When all this came flooding into my awareness, I saw my luggage and the curated experience it contained. The laughter, the tears, the connection, the comfort, the authenticity, the tokens of gratitude. Looking around my apartment, there is very little evidence of the life I've lived. No photos or art on the wall despite being an artist (I'll just have to take it down if I move). No music playing (the neighbours might be annoyed). All of my favourite clothes at the back of my closet (in case I have a day worthy of wearing them). I curated this space so that I was ready to leave, forgetting that I was there the whole time, living. For seven years.
I spent the next afternoon discarding remnants of the past that I don’t see in myself anymore. I said goodbye to heels that have lived a full life, pants that were meant to hold less of me, plants that have withered from neglect, and mementos from days I’d rather not cohabitate with anymore. I never realized the guilt that had been embedded in things that were no longer functional but helped me get to where I am now. It’s been a long time since I felt the emotional weight that is lifted when you throw or give things away. Item by item, bag by bag, I could feel myself expanding to take deeper breaths, and and take up space. In a coordinated effort, the humidity of the week dissipated, the temperature dropped, and the wind picked up. I was able to open my windows wide and let the fresh air clear the energy of my space. Release is an invitation for alchemy and magic.

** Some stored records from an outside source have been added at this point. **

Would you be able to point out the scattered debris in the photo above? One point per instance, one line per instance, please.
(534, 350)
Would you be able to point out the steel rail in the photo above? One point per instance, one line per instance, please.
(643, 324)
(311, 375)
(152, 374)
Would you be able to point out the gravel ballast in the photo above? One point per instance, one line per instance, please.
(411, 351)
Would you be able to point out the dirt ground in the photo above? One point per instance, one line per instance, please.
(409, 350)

This process was invigorating and archaeological in a very specific sense. When tossing a purse that was peeling, I found my favourite orange lipstick at the bottom. The sandals I bought last summer but never wore were uncovered when I removed a collection of reusable bags. I rediscovered the satisfaction of seeing all my jackets lined up by size and colour. I placed a few of my new crystals on a side table, remembering how much I love to see beautiful things every day. I sprayed the essential oil mist that I created at the retreat and closed my eyes to take it in, took a bag out to the dumpster, and continued on to a walk through my neighbourhood.
I've talked before about taking time in the present to bask in your surroundings and to receive the imprint of your daily life. What sounds, scents, flavours and things will remind you of this time? Is that how you want to remember it? Seeing life through this lens of nostalgia makes us realize what we are longing for right now.

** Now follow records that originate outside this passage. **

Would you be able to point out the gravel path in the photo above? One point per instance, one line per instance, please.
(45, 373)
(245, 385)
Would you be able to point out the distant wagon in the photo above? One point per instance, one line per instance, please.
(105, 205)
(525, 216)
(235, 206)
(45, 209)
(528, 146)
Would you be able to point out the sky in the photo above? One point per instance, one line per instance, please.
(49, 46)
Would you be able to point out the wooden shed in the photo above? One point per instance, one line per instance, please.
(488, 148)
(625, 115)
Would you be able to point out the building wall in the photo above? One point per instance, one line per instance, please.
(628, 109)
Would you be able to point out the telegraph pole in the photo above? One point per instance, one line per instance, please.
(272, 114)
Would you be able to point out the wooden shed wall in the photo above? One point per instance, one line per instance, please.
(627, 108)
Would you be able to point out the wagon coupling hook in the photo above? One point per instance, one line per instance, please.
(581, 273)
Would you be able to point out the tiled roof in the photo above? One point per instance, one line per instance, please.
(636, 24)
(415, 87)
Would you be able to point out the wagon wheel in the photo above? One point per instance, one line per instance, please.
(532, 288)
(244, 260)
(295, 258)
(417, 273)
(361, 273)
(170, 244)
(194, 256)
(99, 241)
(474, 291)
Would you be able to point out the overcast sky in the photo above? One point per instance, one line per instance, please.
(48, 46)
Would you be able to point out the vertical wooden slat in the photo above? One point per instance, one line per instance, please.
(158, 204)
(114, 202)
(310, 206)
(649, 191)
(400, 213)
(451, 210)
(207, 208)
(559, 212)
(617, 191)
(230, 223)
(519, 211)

I guess I share all of this to say that I hope you take the time to curate your home and your life for the present version of yourself. Home is a reflection of your essence and the energy that makes you feel safe to exhale. Get rid of what is no longer aligned, and make space for the things that will mirror your essence back to you. My Cancer moon loves to see things that are nostalgic and hold moments of joy. Seeing trinkets on the window sill delights her. She loves to be inspired by the things she's created. She will curl up with a good book if it's out on the table. Having a cookie jar out reminds her to bake. Photo collages transport her to times that her heart was content. This Cancer season, I'm accepting that I'll need to make some changes in my material world to curate a version of home that feels safe, expansive, and happy, wherever that may be.